Plot: Jack Crow (James Woods) and his crew are a wild, colorful bunch, even by vampire hunter standards. While most of the world still thinks vampires are just a folktale, Crow knows better and spends his days stalking the fanged killers. He and his squad have the best weapons, protective armor, and even the blessing of the Vatican, since their results speak for themselves. The latest hunt has been a good one, piling up the vampires, but the leader of the local vampires eluded Crow’s stakes. As he and the others celebrate with alcohol, hookers, and other fun stuff, the leader shows up at last and Valek (Thomas Ian Griffith) is quite irritated. He slaughters most of those at the party, but Crow and a couple others manage to survive, including a mysterious woman, Katrina (Sheryl Lee). Now Crow and his right hand man Montoya (Daniel Baldwin) prepare for a showdown with the master vampire, but what secrets does Valek still have to spring on them and how does Katrina figure into the plan?
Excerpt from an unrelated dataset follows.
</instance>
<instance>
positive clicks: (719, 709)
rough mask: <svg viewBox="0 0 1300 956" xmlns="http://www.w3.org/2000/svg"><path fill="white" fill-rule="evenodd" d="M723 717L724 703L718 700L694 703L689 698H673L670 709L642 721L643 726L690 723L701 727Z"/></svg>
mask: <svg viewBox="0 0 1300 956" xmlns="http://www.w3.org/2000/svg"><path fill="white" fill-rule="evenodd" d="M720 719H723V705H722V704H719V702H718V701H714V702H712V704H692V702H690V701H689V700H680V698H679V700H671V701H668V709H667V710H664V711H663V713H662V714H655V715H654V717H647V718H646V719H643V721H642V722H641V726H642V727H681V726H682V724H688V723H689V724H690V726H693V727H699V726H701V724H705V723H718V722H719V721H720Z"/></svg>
Entertainment Value: This is a fun one, as John Carpenter delivers a colorful, rough and tumble vampire yarn with a heavy western slant. This approach helps Vampire feel much different than its peers and while not as popular as some of his other movies, an interesting installment on Carpenter’s resume. This is a fresh take on the vampire formula and while the main narrative is familiar, it is the little twists and stylistic choices that help it stand out. James Woods as Jack Crow is not the typical vampire hunter, but he is a bad ass and his crew’s armaments are impressive, so a lot of cool gadgets and combat options are on deck. I also appreciate that the vampires aren’t refined, suave killers, but brutal savages hell bent on violence, so the clashes with Crow’s crew are kinetic and relentless. This all adds up to a welcome change of pace, as vampire films tend to blend together at a certain point and of course, a nice injection of fresh blood never hurts. As you’d expect from Carpenter, the film’s visuals are dynamic and the overall movie is quite stylish, while the cast is deep and talented. Woods has the lead, but we also have Sheryl Lee, Daniel Baldwin, Thomas Ian Griffith, and numerous others that films fans should recognize. In short, vampire cinema fans should have a blast with John Carpenter’s Vampires, but even if you think you’re over the genre, give this fresh spin a chance.
A motel party yields a few topless shots, but they’re fairly brief and part of the background activities, rather than the focus of a scene. Just one brief instance of naked flesh from our lead, as Sheryl Lee is tied to a bed and shows off her bare ass. She looks fantastic and some other alluring scenes in Vampires, but her behind is all the nudity on showcase here. Vampires isn’t scared of the red stuff, with a good amount of violence and most of it involves big gushes of crimson. The slaughter when Valek raids the motel is a lot of fun and includes some splashy slashes, decapitation, and a sequence where he basically cleaves a hunter in twain. Of course, the vampires receive a good amount of trauma as well, with various stabbings, stakings, and other violent bits, all of which have a nice flow of blood on tap. The effects are impressive, from the assorted gore to the vampire makeup work. The dialogue is a lot of fun, with James Woods as a consistent source of one liners and memorable outbursts. He really goes for broke in the role and drums home some super fun lines, but some of his costars rattle off a solid one now and then also. As for craziness, Woods adds a point or two and there are some b movie vibes at times, but overall Vampires keeps a straight face.